Massive power outages predicted due to potential mega snow storm in NE US

  1. Earliest New York City snow predicted since the Civil War
  2. Snow already falling in Massachusetts
  3. Parts of Connecticut could get a foot of snow this weekend
  4. Since record keeping began NYC has never had an inch of snow in October

  5. READ FULL REPORT People Who Lose Power This Weekend Face Days of Cold

By , Meteorologist
Oct 29, 2011; 8:49 AM ET
Power crews will be working hard to restore power in the Northeast this weekend. (AP Photo/Jacquelyn Martin)
The hundreds of thousands of people set to lose power in the Northeast this weekend could be left without heat for days.
Cold air has already spread into the region in advance of the storm late this week, and temperatures are set to drop even further.
The worst of the snowstorm will target parts of Pennsylvania, New Jersey and New York during the day Saturday before shifting into New England Saturday night.
People who lose power during the storm will face temperatures dropping from the 30s into the 20s Saturday night.

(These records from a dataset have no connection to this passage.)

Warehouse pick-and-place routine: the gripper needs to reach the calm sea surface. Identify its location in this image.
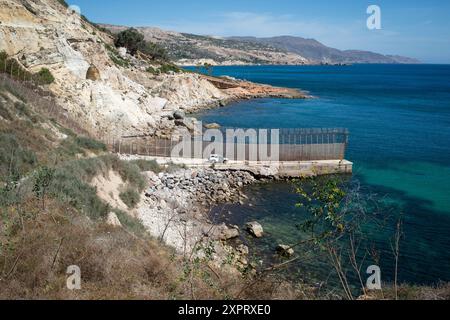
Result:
[187,65,450,284]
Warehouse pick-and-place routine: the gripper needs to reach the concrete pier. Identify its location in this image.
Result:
[119,154,353,179]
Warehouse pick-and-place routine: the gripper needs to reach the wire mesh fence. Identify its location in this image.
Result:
[0,60,349,161]
[106,129,349,161]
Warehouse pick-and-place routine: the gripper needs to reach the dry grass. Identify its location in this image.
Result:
[0,199,304,299]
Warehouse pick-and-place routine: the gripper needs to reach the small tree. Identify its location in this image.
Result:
[297,176,376,300]
[33,167,55,210]
[114,28,145,55]
[139,41,169,61]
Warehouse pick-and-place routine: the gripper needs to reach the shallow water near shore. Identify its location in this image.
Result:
[191,65,450,284]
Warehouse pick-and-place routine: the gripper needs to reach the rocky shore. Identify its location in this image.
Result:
[133,168,258,268]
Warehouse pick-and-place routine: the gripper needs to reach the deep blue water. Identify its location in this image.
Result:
[190,65,450,283]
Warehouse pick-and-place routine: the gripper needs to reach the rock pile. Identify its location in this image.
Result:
[147,169,255,205]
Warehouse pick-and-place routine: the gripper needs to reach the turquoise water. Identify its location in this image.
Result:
[191,65,450,283]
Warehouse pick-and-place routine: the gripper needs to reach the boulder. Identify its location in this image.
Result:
[175,119,195,132]
[214,224,239,241]
[277,244,295,257]
[106,212,122,228]
[86,64,100,81]
[245,221,264,238]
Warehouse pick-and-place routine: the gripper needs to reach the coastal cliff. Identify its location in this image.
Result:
[0,0,303,136]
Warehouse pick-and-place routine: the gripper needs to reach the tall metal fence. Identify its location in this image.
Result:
[0,72,94,139]
[107,128,349,161]
[0,68,349,161]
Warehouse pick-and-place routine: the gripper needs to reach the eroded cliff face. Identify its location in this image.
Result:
[0,0,226,136]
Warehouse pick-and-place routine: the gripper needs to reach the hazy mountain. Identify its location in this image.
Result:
[228,36,419,63]
[102,25,309,65]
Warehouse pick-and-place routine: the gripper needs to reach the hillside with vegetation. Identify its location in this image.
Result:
[102,25,308,65]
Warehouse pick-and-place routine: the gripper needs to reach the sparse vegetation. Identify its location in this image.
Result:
[114,28,144,55]
[34,68,55,85]
[119,188,141,209]
[105,43,130,68]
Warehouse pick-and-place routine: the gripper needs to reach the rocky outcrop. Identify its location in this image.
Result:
[0,0,310,138]
[86,64,100,81]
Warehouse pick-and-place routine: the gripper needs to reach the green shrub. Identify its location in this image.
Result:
[159,63,182,73]
[34,68,55,85]
[105,43,130,68]
[139,41,169,61]
[0,133,37,181]
[0,101,13,121]
[75,137,107,151]
[33,167,55,209]
[113,161,145,191]
[112,209,147,236]
[58,0,69,8]
[114,28,144,55]
[146,67,159,75]
[119,188,141,209]
[49,163,109,220]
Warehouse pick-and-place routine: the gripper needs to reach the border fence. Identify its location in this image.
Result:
[107,128,349,161]
[0,72,349,161]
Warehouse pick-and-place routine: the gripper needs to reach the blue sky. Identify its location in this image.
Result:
[68,0,450,63]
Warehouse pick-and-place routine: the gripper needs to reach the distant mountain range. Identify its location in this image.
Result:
[228,36,420,64]
[101,25,419,65]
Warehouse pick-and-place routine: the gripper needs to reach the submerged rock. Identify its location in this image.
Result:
[204,123,221,129]
[245,221,264,238]
[277,244,295,257]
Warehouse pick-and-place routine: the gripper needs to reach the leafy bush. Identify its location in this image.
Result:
[49,163,109,220]
[119,188,141,209]
[105,44,130,68]
[0,133,37,181]
[146,67,159,75]
[114,28,144,55]
[58,0,69,8]
[159,63,182,73]
[75,137,107,151]
[112,209,147,236]
[0,101,13,121]
[139,41,169,61]
[33,167,55,209]
[34,68,55,85]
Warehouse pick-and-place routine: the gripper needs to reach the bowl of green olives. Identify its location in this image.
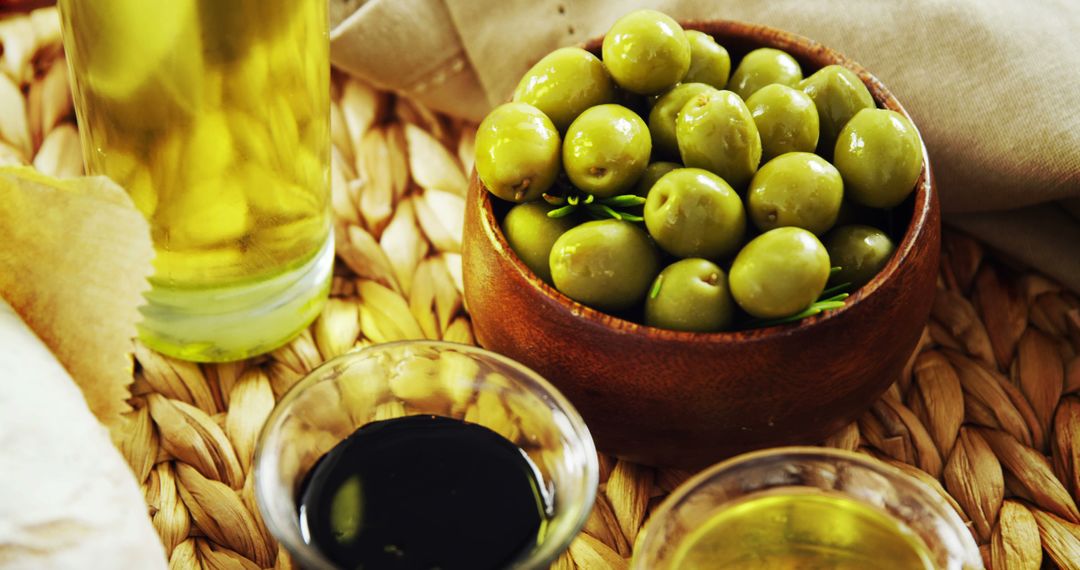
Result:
[462,11,940,467]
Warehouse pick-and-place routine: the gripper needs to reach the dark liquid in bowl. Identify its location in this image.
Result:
[298,416,548,570]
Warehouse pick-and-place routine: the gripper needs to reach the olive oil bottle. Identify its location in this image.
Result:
[59,0,333,361]
[298,416,550,570]
[672,491,934,570]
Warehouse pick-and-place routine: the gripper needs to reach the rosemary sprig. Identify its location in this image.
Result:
[746,272,851,328]
[746,293,848,328]
[649,273,664,299]
[543,189,645,222]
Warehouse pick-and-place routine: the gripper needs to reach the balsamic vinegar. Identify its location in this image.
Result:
[299,416,549,570]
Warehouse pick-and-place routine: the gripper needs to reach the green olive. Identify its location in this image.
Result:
[550,219,660,311]
[825,226,896,288]
[502,201,573,283]
[683,30,731,89]
[833,109,922,208]
[746,152,843,235]
[624,162,683,216]
[675,91,761,188]
[728,48,802,99]
[798,65,874,151]
[728,228,829,318]
[634,162,683,198]
[563,104,652,198]
[645,168,746,259]
[645,258,734,333]
[649,83,716,158]
[514,48,615,132]
[476,103,559,202]
[746,83,819,161]
[602,10,690,95]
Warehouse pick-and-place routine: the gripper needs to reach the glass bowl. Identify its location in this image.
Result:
[254,341,599,569]
[631,447,983,570]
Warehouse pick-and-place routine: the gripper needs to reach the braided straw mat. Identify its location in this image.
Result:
[6,9,1080,570]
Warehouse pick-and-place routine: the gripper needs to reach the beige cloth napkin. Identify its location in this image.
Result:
[332,0,1080,290]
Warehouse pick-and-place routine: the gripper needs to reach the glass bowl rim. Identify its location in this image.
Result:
[252,339,599,569]
[630,446,983,570]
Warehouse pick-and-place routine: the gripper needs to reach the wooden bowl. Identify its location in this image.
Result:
[463,21,941,467]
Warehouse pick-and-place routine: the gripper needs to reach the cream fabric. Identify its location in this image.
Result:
[333,0,1080,290]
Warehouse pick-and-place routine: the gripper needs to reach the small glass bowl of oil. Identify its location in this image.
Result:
[254,341,598,570]
[632,447,983,570]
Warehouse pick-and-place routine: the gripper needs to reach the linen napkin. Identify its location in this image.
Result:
[330,0,1080,291]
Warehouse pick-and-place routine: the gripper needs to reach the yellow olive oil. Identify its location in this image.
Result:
[59,0,333,361]
[672,491,934,570]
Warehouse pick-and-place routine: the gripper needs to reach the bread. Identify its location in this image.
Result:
[0,299,166,570]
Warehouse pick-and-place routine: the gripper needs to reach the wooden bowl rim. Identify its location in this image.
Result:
[470,19,936,342]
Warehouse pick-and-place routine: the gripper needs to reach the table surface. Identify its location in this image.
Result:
[0,5,1080,570]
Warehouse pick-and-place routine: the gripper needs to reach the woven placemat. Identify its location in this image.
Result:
[6,9,1080,570]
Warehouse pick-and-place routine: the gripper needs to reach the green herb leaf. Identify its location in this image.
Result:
[600,194,645,207]
[747,293,848,328]
[818,283,851,301]
[649,274,664,299]
[548,205,578,219]
[543,192,566,206]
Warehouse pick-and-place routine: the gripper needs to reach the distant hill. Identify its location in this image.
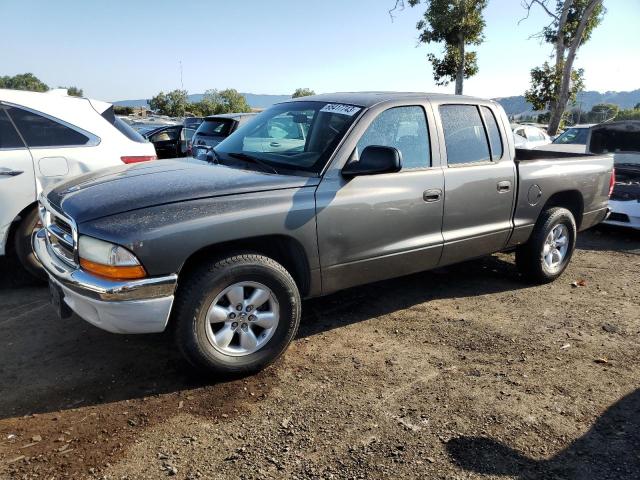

Highs Sunday will only make it into the lower to mid-40s in most areas.
Gusty winds accompanying the storm will speed up the rate at which your home or apartment cools once power is lost, especially in residences in which windows and walls are drafty.
Monday night will be even colder with lows dipping into the teens in portions of New England. Much of the rest of the Northeast will once again have lows in the 20s Monday night.
People need to prepare in advance of this storm by having warm clothing, coats and blankets ready, along with batteries and flashlights. Cell phones should also be fully charged before the storm hits.
Keep a phone number and address handy for your local Red Cross Chapter to get information on shelters that may be opened for people without power.

If you plan on using a generator, Sandra Ahearn, spokesperson for Western Massachusetts Electric Company, recommends that you "make sure it's installed by licensed electrician and only use it outside."
Generators that are not properly installed or are kept indoors can create a risk of deadly carbon monoxide poisoning.